Biras originally played semi-pro baseball in St. Louis before being signed by the Cleveland Indians. He played in only two games. He debuted on September 15, 1944, against the Detroit Tigers, pinch hitting for pitcher Ray Poat in the fifth inning with Cleveland trailing 5–0. Against Detroit pitching ace, and 1944 American League MVP Hal Newhouser, Biras singled in his first Major League at bat. This game would be Newhouser's 25th victory in a season in which he won 29 games.

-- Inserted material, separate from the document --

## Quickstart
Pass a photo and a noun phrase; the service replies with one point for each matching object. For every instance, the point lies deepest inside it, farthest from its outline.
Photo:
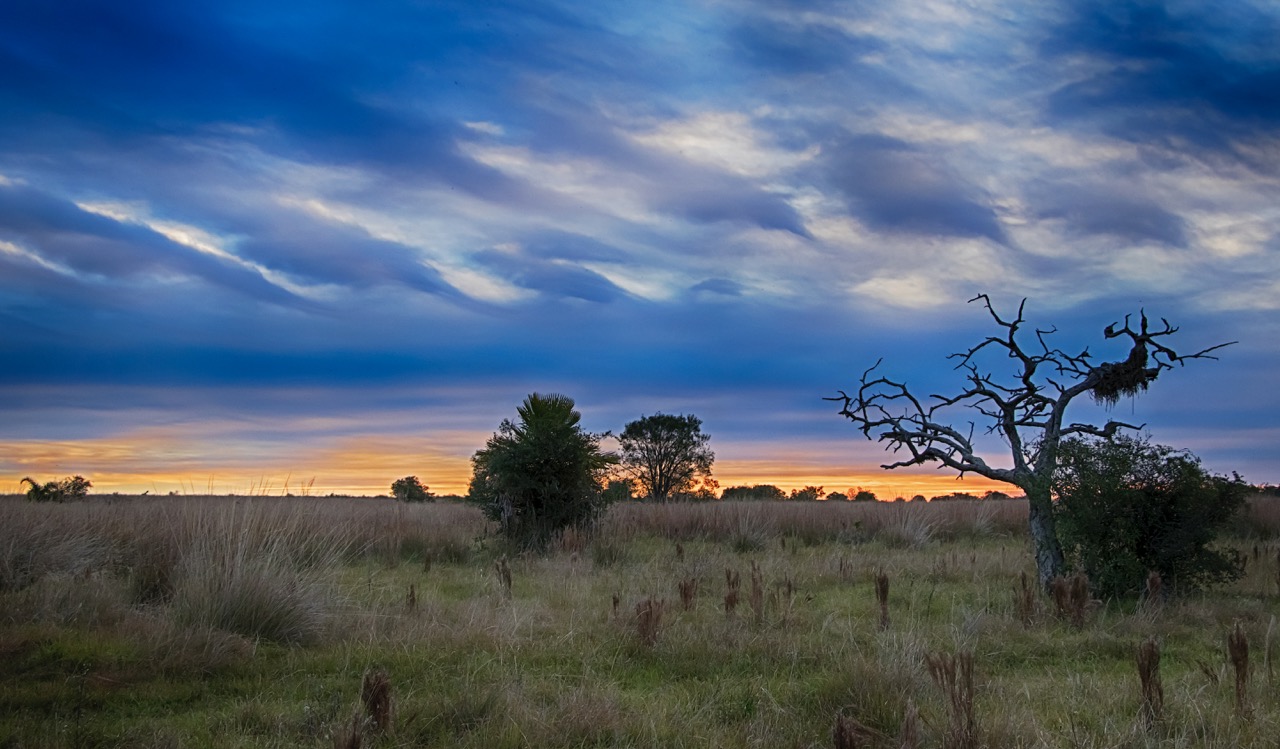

Biras' last game came on September 26 in an 8-3 loss to the Washington Senators. Biras came on as a substitute for second baseman Ray Mack, and made one fielding error, one putout and one fielding assist for a fielding average of .667. In his lone at bat in the game, Biras hit a single off of Dutch Leonard, driving in two runners (RBIs).

After the 1944 season ended, he was assigned to the Wilkes-Barre Barons, but refused to report to the team. He instead returned to his semi-pro team in St. Louis, ending his professional career. Biras died on April 21, 1965, in St. Louis, Missouri, at the age of 48.